JM wrote in comments: Should I ever get published, I would like to save myself, and those others interested, time and money in the marketing department by not trudging down paths where the investment isn't worth the return.
I suspect JM is a writer after my own heart. So let's tackle this list of questions:
Specifically, what methods work and what methods don't work for marketing your novel, or, by order of increasing effectiveness, what methods have you used to market your novels?
Traditional marketing methods, such as widgets, booksignings, conference appearances, mail-outs and print advertising are the least effective. Newer marketing such as websites, online interviews, articles and weblogs are better and, depending on the quality and appeal involved, can be terrific.
M.J. Rose's theory of getting big time media attention, particularly the kind that thrives on scandal, is likely the best marketing, but it can also be the worst. I tried most of the traditional methods for my first novel, and the newer stuff for the first Darkyn book, but I only kept up a small web site for all the books in between.
In your discussions with your published cronies, what are the similarities and differences in the effectiveness of their marketing efforts when compared to yours?
I don't really have any published cronies. My best friend is an author, but we talk about the creative side of work almost exclusively. I sometimes offer advice upon request, but I rarely if ever talk about my stuff with anyone else.
What methods have other published authors reported to you as successful that you haven't tried yet?
None so far.
How helpful were your publishers in marketing your novels?
My publishers used to take out print ads in the trades, and send out the usual amount of review copies. To my knowledge, that's all the marketing they've ever done for me. Print ads do very little for a book, and you all already know my opinion of reviewers.
What promises did your publishers make to you regarding the marketing of your novels and how many of those promises did they keep?
My publishers never promised me anything on marketing in writing. Of the half-dozen verbal promises that were made, only one was kept. I never believe anything unless it's in writing.
Should I get an agent before circulating my first novel to editors/publishers?
People are going to debate this forever. In today's market, a decent agent** will not take you on without a book offer from a major publisher in hand. I'd recommend nailing an offer first, then go agent-hunting.
What's your take on online critique groups and/or critique groups in general?
They don't work for me, but I know many other writers depend on them and enjoy them. If they help you, great. If they mess with you, dump them.
Assuming you had a day job, how long after you first became published did you quit your day job?
I had retired from business and was a ten-year veteran housewife when I got published. I'm still a housewife, and aside from writing, taking care of the people I love is not something I'm likely to quit doing.
If you haven't already done so, if you could only give us one bit of advice about the business of writing and selling books, what would that be?
Oh, no pressure . . . okay: Somewhere in the midst of all the important marketing, strategizing, planning, researching and obsessing, try to write some books. I know, it's a completely radical idea, but the more you write, the better a writer you become, and the more likely you are to sell.
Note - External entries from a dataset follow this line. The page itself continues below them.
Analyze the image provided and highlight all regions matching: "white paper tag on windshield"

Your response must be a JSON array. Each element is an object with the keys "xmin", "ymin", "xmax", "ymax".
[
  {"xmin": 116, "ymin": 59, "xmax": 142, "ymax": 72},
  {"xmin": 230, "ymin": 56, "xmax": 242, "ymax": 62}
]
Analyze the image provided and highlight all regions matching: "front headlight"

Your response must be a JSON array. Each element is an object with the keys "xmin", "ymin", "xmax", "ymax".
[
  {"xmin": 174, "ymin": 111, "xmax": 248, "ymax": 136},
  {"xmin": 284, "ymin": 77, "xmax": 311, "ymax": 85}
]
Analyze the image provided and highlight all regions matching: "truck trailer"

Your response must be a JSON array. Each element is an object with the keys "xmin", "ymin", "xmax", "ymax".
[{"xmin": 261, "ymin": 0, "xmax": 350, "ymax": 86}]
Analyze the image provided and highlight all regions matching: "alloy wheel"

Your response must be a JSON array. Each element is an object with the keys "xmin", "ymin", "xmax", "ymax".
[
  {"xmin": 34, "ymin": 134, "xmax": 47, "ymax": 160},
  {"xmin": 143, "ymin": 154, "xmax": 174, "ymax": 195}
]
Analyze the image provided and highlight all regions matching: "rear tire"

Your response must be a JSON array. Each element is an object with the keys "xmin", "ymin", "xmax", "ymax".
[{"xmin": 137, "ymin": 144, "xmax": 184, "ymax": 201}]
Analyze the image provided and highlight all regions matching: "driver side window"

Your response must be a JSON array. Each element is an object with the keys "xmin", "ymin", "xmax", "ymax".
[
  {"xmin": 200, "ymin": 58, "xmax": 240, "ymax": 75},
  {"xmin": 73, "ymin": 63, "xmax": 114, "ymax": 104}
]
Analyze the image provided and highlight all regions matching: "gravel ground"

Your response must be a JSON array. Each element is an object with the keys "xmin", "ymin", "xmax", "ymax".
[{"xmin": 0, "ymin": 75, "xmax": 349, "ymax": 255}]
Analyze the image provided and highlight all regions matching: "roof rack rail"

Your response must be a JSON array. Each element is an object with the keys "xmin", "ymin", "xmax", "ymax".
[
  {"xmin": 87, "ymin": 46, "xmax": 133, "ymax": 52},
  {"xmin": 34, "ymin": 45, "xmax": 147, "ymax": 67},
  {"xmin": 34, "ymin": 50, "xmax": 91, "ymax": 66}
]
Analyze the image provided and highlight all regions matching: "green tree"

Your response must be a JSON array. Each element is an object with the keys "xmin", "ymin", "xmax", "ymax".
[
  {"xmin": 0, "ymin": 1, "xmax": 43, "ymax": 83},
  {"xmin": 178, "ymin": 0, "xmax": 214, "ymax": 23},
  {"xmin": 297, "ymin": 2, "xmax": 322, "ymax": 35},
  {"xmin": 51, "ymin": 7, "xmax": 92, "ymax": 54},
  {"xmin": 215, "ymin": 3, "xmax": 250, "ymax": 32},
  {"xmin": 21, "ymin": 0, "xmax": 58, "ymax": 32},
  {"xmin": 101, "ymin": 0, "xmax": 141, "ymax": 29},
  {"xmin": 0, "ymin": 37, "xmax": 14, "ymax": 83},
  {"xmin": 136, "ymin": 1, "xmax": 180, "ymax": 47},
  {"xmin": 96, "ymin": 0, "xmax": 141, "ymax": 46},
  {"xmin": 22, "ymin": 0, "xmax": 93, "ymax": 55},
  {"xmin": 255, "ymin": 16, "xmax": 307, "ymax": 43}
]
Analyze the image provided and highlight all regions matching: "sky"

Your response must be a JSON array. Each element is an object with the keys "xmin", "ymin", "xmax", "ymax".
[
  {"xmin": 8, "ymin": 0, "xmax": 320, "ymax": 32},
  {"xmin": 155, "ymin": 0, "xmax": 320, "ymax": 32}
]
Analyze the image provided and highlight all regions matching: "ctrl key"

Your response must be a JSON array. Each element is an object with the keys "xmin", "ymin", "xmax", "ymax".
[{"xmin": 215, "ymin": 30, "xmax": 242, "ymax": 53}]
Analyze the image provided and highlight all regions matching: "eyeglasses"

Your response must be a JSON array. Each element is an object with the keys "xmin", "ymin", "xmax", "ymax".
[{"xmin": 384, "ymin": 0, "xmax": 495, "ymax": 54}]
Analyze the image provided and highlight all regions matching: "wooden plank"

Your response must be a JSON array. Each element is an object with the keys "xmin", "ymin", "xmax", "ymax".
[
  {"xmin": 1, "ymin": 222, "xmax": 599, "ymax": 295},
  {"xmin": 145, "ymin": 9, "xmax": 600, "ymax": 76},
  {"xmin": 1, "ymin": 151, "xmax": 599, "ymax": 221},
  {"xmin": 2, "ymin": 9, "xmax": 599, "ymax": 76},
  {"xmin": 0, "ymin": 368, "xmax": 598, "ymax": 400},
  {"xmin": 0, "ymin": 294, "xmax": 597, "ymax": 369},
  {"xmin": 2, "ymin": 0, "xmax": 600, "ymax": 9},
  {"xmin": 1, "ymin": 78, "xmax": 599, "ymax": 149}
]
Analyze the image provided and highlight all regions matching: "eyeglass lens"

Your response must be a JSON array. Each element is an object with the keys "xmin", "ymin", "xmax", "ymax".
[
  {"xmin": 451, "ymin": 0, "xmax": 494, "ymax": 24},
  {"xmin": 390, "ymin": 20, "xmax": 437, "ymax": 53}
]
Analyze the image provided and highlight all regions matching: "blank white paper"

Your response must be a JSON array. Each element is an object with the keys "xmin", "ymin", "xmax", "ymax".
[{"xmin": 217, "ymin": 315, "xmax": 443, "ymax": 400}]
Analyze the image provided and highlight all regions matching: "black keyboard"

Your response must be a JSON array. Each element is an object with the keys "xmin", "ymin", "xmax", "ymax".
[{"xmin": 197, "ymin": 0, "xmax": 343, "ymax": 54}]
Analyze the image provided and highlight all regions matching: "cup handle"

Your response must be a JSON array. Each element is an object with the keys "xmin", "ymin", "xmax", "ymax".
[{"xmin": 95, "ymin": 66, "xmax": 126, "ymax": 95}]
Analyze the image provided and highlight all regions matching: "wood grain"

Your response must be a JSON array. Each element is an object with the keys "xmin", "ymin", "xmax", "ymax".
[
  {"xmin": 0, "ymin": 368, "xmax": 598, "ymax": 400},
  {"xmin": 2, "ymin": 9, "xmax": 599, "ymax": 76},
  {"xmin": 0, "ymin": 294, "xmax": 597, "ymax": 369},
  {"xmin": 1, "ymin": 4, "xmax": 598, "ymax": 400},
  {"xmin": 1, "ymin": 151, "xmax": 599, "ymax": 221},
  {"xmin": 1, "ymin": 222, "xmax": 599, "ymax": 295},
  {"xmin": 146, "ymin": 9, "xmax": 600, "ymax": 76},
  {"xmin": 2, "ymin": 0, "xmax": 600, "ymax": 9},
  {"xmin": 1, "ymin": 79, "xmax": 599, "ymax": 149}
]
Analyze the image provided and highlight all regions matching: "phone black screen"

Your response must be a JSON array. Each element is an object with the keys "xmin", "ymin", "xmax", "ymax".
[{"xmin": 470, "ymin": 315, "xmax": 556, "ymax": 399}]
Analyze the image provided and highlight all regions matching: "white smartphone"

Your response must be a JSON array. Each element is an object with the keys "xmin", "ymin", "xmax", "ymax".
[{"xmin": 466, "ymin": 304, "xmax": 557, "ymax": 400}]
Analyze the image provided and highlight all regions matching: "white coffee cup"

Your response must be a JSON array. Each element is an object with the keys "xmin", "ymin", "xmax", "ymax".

**Important Contrasting Opinion: Literary agent Miriam Kriss responded with the following in comments: I sold someone out of the slush pile last week to a major publisher and I'd like to think I'm more than decent. Any agent will take you on when there's money on the table, but only an agent who will really fight for you will take you on out of the slush. That being said, if you have an offer in hand, be picky. Find an agent who will really share your vision of your career and your brand and help you build both. Don't panic and take the first person who says yes. The offer won't evaporate if you take a week or so to decide.